DEQ must redraw dioxane zone map

The city’s Northwest Supply Well at Montgomery Avenue will not be a part of a state-imposed prohibition zone that will stop people from using water or putting in wells on land that is or may be contaminated with 1,4 dioxane, a judge ruled on Wednesday.

Washtenaw County Circuit Court Judge Donald Shelton ruled that the Michigan Department of Environmental Quality must redraw a map of the prohibition zone in 10 days and resubmit it. The proposed zone would run from Wagner Road to the Huron River. It would allow the dioxane plume to migrate toward the river.
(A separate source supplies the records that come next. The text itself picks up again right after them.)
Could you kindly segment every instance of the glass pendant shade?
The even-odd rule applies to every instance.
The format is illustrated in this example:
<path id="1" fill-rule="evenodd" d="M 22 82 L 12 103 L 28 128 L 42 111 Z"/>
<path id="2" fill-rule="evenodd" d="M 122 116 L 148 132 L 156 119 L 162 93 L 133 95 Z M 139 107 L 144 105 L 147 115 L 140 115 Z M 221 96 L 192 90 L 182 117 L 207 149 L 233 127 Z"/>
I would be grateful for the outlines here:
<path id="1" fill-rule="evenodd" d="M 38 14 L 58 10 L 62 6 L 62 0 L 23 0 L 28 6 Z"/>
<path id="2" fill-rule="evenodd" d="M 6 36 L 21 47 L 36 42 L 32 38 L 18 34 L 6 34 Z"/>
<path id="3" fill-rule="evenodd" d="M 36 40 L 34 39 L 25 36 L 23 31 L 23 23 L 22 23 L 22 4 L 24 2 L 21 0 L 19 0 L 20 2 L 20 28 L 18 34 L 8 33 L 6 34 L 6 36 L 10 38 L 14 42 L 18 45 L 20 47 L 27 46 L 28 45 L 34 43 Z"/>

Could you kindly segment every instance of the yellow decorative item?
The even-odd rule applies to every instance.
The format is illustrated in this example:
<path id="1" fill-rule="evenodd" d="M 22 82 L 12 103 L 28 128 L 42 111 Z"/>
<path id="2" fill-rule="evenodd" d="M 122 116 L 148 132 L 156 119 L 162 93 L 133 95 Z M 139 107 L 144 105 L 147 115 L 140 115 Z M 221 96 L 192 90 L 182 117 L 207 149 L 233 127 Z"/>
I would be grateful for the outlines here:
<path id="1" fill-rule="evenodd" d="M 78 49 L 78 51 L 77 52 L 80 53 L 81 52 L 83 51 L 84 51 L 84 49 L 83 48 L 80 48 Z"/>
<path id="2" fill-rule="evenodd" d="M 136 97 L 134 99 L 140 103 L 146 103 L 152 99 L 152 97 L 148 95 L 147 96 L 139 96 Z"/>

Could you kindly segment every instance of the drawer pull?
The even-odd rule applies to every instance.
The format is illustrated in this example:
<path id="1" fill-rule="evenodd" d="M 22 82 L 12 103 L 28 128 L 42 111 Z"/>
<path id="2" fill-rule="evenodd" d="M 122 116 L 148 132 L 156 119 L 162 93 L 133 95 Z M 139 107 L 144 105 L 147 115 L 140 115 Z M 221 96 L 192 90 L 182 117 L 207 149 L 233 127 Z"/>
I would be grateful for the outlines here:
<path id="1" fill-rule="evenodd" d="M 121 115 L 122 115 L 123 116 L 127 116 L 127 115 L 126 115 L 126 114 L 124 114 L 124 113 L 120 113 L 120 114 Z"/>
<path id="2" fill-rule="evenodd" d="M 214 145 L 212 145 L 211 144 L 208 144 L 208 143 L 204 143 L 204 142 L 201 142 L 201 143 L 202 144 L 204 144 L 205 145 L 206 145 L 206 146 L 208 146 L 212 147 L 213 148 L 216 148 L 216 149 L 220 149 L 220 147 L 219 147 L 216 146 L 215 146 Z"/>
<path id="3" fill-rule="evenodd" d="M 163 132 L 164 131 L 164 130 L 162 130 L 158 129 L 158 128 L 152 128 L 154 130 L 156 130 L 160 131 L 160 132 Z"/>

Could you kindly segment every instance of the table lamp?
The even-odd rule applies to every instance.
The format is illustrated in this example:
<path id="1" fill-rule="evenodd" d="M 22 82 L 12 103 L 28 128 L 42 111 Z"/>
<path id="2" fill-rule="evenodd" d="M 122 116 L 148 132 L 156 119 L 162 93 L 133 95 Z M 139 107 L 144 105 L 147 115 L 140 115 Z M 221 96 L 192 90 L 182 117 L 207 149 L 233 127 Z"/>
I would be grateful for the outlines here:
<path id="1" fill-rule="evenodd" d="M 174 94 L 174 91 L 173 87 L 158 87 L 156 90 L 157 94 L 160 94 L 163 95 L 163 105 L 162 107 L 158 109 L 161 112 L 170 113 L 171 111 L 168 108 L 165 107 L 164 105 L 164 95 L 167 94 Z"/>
The dioxane was used by Pall Life Sciences’ predecessor, the former Gelman Sciences Inc., from 1966-1986 in the manufacture of medical filters at its Scio Township plant. It has spread through the soil to the aquifer and contaminated a nearly four-mile-long stretch of groundwater that widens out to as much as a mile.

Shelton said Pall Life Sciences’ liability in replacing the Northwest Supply Well will be determined in a separate lawsuit the city has filed against the company. No trial date has been set. The city shut down the well in 2001 after it was found to be contaminated.

City officials had hoped the judge would rule that Pall Life Sciences be held financially liable for the costs associated with the city finding an alternative to the Northwest Supply Well. That could cost millions of dollars.

Farsad Fotouhi, the environmental manager at Pall Life Sciences, said the levels of contamination in the well were not high enough to warrant shutting it down. He said further details would come out in the city’s lawsuit.